Justin,

thank you for your example. I never knew you can put a for loop right
inside a list.

I was looking for a faster alternative because it's such a big set
with up to a thousand geometries all imported into the scene. But for
my purposes, a normal loop would do too.

The set was provided by another studio and it's seriously not cleaned
up: tiny basic shapes with over 250k vertices kinda hidden inside
other models for no reason.


On Mon, Dec 26, 2011 at 11:33 PM, Justin Israel <[email protected]> wrote:
> As far as I know, maya's database doesn't index all geometry vertex counts
> in a way that you can filter select on it. The API selection mechanism only
> lets you select on name patterns and then filter on type. And the python
> commands wrap around that to add more type filtering.
> I believe your only option is to loop over all geometry and do a
> polyEvaluate(v=True) on each one to test the vertex count, and then append
> to a list. A list comprehension would be the same speed as a multi-line for
> loop:
>
> # list comp
> matches = [geom for geom in cmds.ls(dag=True, g=True) if
> cmds.polyEvaluate(geom, v=True) > 1000]
>
> # same as normal loop
> matches = []
> for geom in cmds.ls(dag=True, g=True):
>     if cmds.polyEvaluate(geom, v=True) > 1000:
>         matches.append(geom)
>
> This would also be slightly faster if you were to do it in the API because
> of the selection iterator.
>
> Is this something where you need extremely low latency searches for queries
> happening constantly?
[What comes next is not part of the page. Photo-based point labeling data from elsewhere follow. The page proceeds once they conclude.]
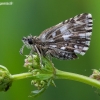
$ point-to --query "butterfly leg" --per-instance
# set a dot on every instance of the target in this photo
(38, 55)
(49, 53)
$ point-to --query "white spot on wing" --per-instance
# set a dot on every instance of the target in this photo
(62, 29)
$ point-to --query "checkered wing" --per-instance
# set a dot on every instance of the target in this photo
(69, 37)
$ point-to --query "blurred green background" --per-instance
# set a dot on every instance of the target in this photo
(26, 17)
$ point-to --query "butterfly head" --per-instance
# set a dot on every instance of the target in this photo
(29, 42)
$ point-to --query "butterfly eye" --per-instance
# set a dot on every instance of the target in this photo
(30, 41)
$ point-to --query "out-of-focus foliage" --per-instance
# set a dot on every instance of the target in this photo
(25, 17)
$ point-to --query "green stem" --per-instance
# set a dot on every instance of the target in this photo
(77, 77)
(21, 76)
(61, 75)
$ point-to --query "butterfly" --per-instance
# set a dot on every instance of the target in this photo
(64, 40)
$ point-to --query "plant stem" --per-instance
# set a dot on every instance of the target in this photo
(77, 77)
(61, 75)
(21, 76)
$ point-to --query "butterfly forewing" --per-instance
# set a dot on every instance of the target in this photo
(70, 37)
(64, 40)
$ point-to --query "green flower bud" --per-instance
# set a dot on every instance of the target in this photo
(5, 79)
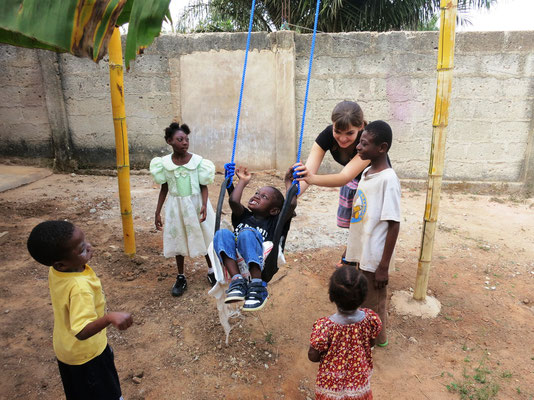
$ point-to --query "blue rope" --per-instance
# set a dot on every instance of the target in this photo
(295, 175)
(229, 168)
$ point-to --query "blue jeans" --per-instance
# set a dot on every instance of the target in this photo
(249, 243)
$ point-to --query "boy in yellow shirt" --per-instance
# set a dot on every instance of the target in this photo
(84, 357)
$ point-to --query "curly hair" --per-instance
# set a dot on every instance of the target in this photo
(175, 127)
(46, 243)
(347, 113)
(381, 132)
(348, 288)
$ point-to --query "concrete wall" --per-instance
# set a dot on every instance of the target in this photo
(24, 125)
(196, 79)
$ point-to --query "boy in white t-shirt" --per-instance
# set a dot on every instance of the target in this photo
(375, 220)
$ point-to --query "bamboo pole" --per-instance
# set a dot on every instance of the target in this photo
(437, 150)
(116, 83)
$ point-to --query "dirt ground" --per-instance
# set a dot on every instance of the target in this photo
(481, 346)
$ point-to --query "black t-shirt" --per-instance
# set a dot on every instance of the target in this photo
(327, 142)
(265, 226)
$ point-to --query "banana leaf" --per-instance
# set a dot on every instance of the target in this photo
(80, 27)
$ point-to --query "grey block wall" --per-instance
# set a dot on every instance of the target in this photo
(196, 78)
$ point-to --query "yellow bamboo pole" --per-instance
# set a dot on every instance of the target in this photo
(439, 136)
(116, 83)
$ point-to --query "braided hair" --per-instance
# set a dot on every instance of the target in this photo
(348, 288)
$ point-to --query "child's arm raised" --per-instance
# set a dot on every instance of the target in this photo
(348, 173)
(288, 181)
(382, 271)
(204, 193)
(161, 199)
(235, 198)
(119, 320)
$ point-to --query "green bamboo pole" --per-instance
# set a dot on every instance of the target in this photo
(439, 136)
(116, 83)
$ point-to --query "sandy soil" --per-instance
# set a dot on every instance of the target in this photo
(481, 346)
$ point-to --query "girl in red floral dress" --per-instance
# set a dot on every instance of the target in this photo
(342, 342)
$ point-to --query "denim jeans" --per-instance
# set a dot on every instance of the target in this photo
(249, 243)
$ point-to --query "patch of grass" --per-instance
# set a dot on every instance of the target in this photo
(477, 386)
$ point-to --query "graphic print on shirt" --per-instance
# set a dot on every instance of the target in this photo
(359, 208)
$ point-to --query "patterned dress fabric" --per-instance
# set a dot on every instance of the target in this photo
(346, 362)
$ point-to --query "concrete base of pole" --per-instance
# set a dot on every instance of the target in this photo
(404, 304)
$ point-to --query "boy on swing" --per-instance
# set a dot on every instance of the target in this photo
(252, 227)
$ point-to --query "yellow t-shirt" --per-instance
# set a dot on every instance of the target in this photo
(77, 300)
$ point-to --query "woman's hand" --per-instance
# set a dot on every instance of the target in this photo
(158, 223)
(203, 213)
(243, 174)
(305, 175)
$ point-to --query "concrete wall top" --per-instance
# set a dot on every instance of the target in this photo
(391, 75)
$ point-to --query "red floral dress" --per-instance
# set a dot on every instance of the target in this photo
(346, 361)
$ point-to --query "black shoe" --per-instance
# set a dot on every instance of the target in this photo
(236, 291)
(180, 286)
(211, 279)
(256, 296)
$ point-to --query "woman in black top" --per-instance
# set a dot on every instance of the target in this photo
(341, 139)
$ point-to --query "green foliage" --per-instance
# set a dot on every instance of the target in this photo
(335, 15)
(80, 27)
(479, 386)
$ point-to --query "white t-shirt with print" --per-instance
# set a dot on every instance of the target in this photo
(376, 202)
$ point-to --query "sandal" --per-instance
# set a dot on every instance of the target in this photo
(343, 262)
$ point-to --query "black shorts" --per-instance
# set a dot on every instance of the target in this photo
(96, 379)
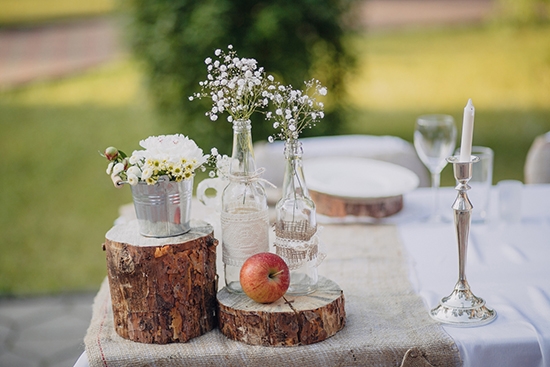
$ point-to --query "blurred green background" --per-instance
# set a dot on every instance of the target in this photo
(57, 202)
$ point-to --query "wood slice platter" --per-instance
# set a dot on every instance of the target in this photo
(290, 321)
(334, 206)
(358, 187)
(163, 290)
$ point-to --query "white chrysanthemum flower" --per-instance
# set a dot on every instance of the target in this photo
(110, 168)
(132, 179)
(117, 181)
(134, 170)
(119, 167)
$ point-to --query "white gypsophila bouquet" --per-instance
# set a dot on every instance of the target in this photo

Or were you just looking for a simpler way to do the
> query? Because if you needed a solution faster than looping over every
> single one, in the way thats similar to your SQL style query, you would need
> to index all the geometry yourself by vertex count into a dictionary. And
> then either manage it yourself each some geometry is modified or attach some
> kind of scriptJob to keep updating it. But Im not sure if thats even your
> goal. The SQL query just sorta made me think you needed fast queries that
> are indexed.
>
>
> On Dec 26, 2011, at 4:32 AM, Panupat wrote:
>
> say I want to select geometries that have more than X amount of
> vertices. Using some kind of logic like this
>
> select geometry where vertex count > 10000
>
> Is this doable? I can think of a way to cycle through all geometries
> and check their vertices but wondering if there's a better way.